Simplification of Gamma functions

Question

I have the following function involving Gamma functions where $d,t\in \mathbb{Z}$ and $d,t >0$ such that $$f(d,t) = \frac{\displaystyle\Gamma\left(\frac{d-1}{t}\right)\cdot \Gamma\left(\frac{d}{2}\right)}{\displaystyle\Gamma\left(\frac{d-1}{2}\right)\cdot \Gamma\left(\frac{d}{t}\right)}.$$ Can this expression be simplified further? Or Can anything useful/trends w.r.t. $d,t$ be extracted out of this function? Or can we give an approximate for this function?

Answer 1

I do not think that you could simplify the expression.

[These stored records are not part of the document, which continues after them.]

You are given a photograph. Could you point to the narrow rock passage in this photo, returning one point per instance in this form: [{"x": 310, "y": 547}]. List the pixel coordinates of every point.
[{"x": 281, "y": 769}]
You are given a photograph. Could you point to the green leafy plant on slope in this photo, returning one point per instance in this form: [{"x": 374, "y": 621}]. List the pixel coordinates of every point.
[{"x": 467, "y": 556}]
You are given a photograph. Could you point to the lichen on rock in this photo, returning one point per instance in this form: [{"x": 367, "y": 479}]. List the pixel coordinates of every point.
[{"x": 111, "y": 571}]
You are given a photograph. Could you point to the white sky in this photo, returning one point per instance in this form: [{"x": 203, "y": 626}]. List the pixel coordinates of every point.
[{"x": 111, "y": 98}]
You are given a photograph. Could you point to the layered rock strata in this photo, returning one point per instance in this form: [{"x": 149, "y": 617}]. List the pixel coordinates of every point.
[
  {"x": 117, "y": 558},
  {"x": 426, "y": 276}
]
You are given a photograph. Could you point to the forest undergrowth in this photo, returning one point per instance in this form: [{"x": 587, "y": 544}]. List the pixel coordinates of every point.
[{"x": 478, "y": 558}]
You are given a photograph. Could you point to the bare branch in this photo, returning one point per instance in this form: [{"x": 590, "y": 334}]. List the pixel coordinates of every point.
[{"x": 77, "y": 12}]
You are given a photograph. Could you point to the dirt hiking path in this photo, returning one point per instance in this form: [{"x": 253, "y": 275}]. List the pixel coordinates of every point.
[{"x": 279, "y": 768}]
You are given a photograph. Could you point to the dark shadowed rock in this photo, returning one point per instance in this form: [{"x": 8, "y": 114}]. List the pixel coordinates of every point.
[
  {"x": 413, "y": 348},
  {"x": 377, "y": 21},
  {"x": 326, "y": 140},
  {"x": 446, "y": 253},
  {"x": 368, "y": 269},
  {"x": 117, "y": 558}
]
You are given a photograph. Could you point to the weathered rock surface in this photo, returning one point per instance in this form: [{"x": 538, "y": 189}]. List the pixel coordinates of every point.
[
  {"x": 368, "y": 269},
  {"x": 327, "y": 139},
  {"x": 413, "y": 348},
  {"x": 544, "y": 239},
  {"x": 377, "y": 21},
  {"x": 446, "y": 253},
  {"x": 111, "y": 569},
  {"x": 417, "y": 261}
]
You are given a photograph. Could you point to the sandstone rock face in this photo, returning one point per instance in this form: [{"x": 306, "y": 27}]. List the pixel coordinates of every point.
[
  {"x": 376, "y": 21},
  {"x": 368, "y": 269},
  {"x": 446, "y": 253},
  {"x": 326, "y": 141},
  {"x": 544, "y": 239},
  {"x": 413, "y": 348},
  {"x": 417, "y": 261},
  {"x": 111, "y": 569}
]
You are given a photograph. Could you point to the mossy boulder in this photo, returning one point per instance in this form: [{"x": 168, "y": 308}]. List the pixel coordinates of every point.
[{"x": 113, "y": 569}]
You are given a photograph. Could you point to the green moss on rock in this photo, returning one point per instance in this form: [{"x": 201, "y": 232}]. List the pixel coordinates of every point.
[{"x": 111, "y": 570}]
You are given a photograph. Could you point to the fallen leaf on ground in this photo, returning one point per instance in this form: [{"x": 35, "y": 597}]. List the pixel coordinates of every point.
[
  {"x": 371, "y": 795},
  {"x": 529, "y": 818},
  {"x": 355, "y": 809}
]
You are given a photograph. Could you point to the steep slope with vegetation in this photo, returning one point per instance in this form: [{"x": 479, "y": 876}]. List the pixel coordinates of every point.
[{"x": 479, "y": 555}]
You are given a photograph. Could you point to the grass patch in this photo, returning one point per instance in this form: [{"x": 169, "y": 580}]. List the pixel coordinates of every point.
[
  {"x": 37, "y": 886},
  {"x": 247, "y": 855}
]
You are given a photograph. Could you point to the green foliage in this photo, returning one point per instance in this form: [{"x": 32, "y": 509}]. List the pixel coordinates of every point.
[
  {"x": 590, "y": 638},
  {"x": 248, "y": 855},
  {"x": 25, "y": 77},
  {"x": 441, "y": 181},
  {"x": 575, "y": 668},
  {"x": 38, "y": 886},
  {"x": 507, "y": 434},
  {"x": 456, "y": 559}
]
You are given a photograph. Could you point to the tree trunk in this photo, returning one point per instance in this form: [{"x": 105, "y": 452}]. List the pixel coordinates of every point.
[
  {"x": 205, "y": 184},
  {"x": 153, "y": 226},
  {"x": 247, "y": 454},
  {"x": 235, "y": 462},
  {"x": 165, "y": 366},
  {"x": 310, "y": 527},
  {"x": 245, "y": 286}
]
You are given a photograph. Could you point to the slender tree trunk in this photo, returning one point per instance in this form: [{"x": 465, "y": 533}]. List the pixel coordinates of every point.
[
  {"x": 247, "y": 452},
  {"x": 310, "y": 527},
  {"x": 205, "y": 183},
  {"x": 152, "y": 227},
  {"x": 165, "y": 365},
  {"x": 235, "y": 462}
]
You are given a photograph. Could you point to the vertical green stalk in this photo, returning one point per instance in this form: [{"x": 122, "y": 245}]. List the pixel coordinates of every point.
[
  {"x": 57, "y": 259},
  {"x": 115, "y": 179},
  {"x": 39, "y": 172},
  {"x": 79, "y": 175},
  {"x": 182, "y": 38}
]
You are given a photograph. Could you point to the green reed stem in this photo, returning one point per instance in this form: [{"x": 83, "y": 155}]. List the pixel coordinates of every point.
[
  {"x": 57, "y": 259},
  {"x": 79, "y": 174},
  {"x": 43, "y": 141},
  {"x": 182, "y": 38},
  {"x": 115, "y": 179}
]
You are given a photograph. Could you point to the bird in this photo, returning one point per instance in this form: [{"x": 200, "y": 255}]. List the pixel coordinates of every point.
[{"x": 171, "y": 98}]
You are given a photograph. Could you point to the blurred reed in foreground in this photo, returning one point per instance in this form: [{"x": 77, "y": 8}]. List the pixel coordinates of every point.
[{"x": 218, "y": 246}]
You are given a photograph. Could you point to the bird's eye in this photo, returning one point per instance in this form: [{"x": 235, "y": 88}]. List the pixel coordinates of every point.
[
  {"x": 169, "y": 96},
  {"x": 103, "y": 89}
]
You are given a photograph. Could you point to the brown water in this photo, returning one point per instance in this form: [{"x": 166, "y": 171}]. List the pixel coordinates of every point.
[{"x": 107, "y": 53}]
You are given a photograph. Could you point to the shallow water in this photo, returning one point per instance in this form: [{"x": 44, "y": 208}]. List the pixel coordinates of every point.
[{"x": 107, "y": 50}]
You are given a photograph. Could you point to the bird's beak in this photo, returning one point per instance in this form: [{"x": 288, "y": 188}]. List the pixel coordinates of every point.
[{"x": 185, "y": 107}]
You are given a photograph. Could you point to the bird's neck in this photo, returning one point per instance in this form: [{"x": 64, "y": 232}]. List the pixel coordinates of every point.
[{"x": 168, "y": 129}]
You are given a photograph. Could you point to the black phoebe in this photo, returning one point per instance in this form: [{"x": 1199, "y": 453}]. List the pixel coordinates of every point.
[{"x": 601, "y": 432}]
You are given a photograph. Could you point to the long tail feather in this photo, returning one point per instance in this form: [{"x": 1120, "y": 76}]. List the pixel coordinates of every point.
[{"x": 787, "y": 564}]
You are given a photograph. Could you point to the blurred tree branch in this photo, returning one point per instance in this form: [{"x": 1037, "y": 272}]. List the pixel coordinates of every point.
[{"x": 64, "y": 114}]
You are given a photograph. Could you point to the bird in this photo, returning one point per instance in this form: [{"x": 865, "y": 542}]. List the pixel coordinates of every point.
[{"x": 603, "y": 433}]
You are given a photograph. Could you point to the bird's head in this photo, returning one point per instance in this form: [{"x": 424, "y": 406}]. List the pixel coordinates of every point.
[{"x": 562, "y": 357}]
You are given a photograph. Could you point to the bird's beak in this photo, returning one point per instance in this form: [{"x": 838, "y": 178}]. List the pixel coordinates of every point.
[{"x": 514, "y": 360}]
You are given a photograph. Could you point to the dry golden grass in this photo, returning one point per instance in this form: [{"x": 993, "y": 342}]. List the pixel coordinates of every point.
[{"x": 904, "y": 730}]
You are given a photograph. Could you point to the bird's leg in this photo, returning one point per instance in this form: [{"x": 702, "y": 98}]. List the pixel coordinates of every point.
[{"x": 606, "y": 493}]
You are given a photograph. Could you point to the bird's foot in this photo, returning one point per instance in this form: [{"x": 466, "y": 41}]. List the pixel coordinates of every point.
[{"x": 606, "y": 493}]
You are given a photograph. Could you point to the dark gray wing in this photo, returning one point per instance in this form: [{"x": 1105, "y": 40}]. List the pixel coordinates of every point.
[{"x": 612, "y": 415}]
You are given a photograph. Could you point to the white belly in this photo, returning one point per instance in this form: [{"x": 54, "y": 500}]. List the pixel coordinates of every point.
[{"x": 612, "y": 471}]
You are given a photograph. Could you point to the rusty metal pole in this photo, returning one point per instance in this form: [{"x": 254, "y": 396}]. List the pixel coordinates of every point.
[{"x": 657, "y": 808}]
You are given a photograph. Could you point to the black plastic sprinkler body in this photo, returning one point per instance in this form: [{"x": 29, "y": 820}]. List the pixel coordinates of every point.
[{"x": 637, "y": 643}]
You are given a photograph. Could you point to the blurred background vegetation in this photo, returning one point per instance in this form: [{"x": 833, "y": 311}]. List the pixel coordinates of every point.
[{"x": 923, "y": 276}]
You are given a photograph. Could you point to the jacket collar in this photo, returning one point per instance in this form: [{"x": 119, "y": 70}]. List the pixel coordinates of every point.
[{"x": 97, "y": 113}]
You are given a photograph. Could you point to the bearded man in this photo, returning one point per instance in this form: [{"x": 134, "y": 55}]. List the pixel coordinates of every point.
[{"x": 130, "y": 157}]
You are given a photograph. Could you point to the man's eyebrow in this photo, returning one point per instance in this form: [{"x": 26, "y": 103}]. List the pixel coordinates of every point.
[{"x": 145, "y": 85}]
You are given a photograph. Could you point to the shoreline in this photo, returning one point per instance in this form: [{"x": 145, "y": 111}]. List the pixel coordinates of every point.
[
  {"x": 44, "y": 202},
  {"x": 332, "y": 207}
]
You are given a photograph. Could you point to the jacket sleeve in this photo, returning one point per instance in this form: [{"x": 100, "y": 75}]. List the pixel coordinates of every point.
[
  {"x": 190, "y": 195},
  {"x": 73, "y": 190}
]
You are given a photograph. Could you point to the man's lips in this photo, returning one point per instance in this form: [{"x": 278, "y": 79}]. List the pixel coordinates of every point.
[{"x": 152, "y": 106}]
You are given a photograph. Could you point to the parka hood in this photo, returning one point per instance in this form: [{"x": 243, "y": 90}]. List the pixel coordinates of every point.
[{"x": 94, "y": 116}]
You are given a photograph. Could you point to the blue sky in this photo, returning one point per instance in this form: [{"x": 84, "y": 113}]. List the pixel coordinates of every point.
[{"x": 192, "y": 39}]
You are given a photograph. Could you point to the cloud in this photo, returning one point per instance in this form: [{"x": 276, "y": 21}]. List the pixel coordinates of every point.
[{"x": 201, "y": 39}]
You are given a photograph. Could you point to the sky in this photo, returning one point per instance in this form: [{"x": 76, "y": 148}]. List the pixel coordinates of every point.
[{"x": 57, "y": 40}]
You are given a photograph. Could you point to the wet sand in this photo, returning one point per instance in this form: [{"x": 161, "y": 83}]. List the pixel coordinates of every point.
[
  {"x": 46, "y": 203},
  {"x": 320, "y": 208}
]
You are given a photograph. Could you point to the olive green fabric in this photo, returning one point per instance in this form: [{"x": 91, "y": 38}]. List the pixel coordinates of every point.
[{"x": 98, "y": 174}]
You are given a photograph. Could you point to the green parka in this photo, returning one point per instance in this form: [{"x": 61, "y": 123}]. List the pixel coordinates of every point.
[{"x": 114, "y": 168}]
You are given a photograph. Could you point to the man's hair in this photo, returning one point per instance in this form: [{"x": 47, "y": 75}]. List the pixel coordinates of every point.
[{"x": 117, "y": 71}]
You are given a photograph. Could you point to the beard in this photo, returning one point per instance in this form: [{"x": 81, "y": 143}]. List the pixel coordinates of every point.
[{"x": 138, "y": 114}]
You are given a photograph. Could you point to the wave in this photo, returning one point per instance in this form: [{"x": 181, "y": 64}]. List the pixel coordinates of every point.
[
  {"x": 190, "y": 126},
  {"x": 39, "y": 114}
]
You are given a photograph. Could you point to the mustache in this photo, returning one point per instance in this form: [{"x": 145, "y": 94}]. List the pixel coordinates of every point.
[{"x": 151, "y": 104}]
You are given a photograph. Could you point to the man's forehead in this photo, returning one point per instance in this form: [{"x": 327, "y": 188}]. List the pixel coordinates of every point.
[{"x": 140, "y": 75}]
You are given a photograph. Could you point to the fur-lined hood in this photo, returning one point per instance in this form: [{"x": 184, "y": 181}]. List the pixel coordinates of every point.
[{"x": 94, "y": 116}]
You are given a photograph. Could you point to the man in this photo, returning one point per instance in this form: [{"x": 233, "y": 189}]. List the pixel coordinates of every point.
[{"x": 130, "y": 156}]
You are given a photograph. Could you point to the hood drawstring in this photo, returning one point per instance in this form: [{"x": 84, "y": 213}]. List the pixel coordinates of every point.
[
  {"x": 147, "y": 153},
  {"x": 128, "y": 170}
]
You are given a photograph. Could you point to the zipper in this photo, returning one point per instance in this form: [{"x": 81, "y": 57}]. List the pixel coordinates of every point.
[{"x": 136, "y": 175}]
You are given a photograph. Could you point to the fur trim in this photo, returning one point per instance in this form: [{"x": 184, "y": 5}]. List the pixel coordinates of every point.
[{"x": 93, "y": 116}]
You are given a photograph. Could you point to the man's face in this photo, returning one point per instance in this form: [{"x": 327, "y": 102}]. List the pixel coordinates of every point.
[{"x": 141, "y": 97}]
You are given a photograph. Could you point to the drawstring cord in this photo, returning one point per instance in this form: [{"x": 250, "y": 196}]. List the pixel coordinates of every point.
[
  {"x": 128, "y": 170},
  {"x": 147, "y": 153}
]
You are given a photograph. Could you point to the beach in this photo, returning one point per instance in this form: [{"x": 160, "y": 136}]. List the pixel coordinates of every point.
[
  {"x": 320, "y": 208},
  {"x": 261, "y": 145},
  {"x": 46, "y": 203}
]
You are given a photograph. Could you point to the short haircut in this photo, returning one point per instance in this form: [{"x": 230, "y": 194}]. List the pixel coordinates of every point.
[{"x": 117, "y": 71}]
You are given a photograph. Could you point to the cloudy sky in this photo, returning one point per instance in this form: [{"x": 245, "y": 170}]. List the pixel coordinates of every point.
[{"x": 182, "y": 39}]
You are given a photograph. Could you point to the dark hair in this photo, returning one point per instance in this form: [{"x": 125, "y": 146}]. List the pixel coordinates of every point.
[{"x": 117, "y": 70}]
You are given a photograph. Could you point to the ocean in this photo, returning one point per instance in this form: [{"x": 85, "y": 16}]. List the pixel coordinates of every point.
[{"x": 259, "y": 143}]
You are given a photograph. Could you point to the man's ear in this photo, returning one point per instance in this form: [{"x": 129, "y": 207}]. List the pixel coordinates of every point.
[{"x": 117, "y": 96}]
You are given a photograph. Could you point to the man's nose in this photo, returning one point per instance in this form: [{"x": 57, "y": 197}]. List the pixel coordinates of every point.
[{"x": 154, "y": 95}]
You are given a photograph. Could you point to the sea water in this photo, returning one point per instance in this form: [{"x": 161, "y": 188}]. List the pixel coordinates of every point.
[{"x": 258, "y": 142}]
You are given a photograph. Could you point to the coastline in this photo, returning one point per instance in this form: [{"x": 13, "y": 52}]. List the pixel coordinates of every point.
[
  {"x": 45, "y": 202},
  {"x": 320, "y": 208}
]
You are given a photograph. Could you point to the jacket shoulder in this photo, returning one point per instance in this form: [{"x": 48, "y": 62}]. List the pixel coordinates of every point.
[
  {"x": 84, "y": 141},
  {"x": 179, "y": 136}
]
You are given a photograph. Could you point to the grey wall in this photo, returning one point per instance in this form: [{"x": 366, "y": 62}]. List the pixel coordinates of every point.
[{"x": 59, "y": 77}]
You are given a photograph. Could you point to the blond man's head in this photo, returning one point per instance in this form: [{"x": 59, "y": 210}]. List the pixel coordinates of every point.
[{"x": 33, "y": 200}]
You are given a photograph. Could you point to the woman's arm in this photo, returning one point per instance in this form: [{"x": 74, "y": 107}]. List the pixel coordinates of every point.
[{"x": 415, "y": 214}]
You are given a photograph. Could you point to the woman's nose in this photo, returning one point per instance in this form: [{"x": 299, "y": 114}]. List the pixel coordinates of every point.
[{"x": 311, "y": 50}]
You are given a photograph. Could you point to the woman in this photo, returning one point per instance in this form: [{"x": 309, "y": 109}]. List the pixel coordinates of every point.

However, as @Greg Martin commented, if $d$ is large, take logarithms, use four times Stirling approxiamation and continue with Taylor series to get $$\log(f)=\frac{(t-2) \log (d)-t \log (2)+2 \log (t)}{2 t}-\frac{t-2}{4 d t}+\frac{(t-2) (t-1)}{12 d^2 t}+O\left(\frac{1}{d^3}\right)$$

Let us try for $t=10$ and $d=50$; the "exact" value is $\log(f)=1.44474$ while the above expansion gives $1.44473$.